Al-Maliki Vows to Disarm Sadr Men

Author: 
Khaled Al-Ansary, Reuters
Publication Date: 
Thu, 2008-05-01 03:00

BAGHDAD, 1 May 2008 — The death toll for US troops in Iraq reached a seven-month high in April, with the reported deaths of three more soldiers yesterday bringing the monthly toll to 47, the highest since last September.

US and Iraqi forces have been engaged in intense fighting over the past month with the followers of Iraqi cleric Moqtada Sadr in the US-occupied nation’s capital.

Prime Minister Nuri Al-Maliki, who launched a crackdown against Sadr’s Mehdi Army militia a month ago in the southern city of Basra, said yesterday the government would disarm the fighters by force if they refuse to lay down their weapons.

Two hospitals in Sadr City said they had received the bodies of 421 Iraqis and treated more than 2,400 wounded people there since late March. Government spokesman Tahseen Al-Sheikhly said the toll there was higher, with more than 900 killed.

Many of the dead and wounded have been civilians, caught in the crossfire in the crowded slum.

Some of the heaviest fighting has taken place in the past three days, with insurgents taking advantage of blinding dust storms that ground US attack helicopters to launch large ambushes of US positions.

US forces have responded with tank fire and surface-to-surface missiles, destroying buildings. Thirty-four bodies and 112 wounded victims were brought to the two Sadr City hospitals in the last 24 hours, hospital officials said. American forces said they killed 34 Iraqis in Sadr City on Tuesday in a series of clashes including one street battle that raged for four hours.

April’s US death toll is the highest since September 2007, when 65 US soldiers died in Iraq, according to official figures tracked by icasualties.org, an independent website.

The toll is still far lower than a year ago, however. In April 2007, 104 US services members were killed in Iraq.

“We lost three soldiers last night,” US military spokesman Maj. Mark Cheadle said yesterday.

Al-Maliki aimed some of his toughest language yet at the Sadr City fighters yesterday, singling out the Mehdi Army by name and clubbing it with groups like Al-Qaeda as organizations that must be dissolved.

He set down four conditions — that the militia disarm, stop interfering in state affairs, stop running their own courts and hand over wanted fugitives — or face a military assault.

“To refuse these conditions means the continuation of the government’s efforts to disarm them by force,” Al-Maliki said at a news conference inside Baghdad’s fortified Green Zone.

“There is no alternative to these conditions.

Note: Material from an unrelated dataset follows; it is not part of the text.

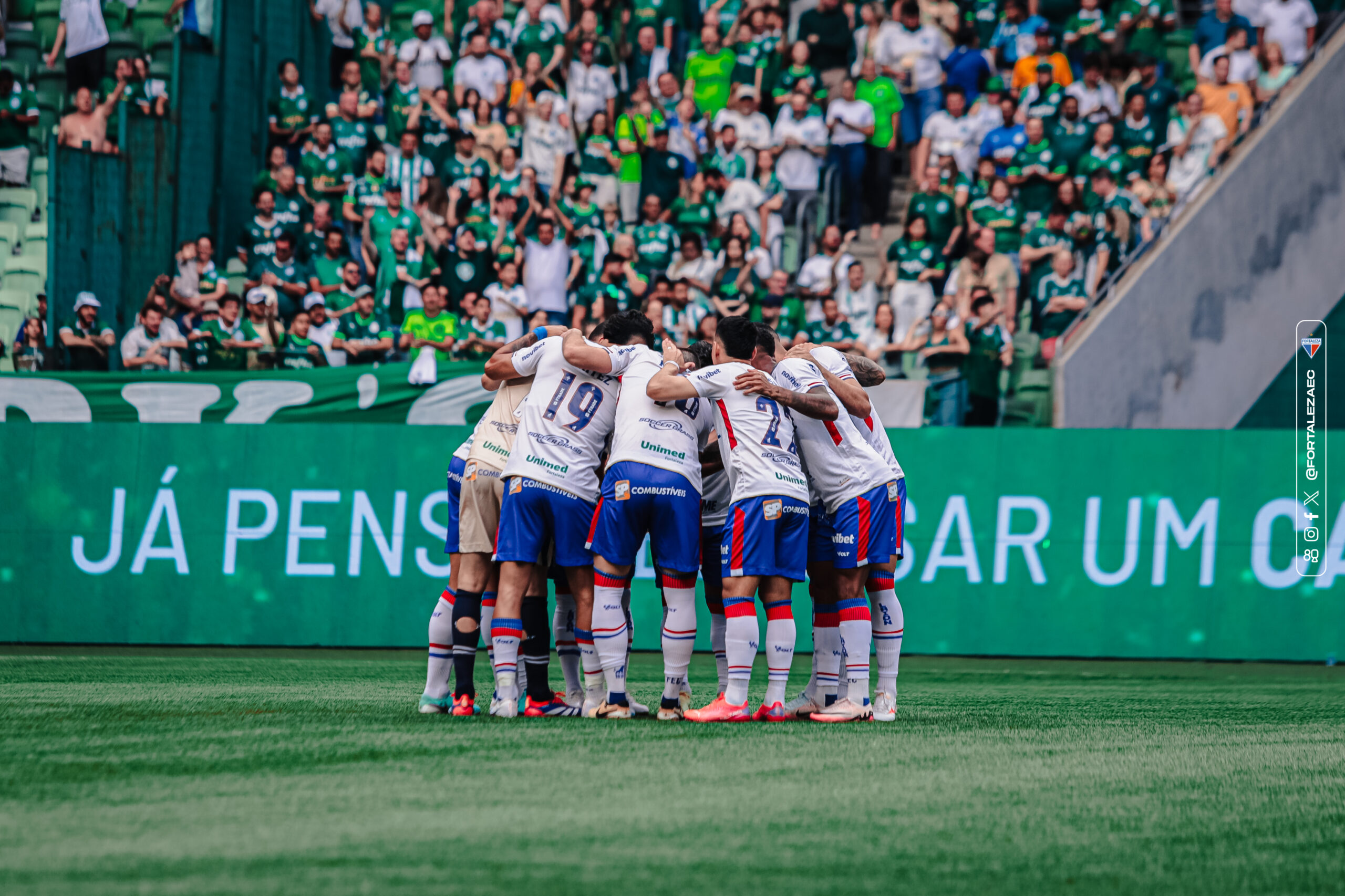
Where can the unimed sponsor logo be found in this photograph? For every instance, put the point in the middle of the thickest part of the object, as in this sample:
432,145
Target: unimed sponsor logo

The alternative is the continuation of force and clashes until we reach the end, to get rid of the weapons and the gangs who are carrying weapons.”

Al-Maliki launched a crackdown against Sadr followers last month in the southern city of Basra. After initial setbacks, the Basra offensive appears to have been a success in driving fighters from the streets there. But the militiamen remain in control of much of Baghdad’s Sadr City.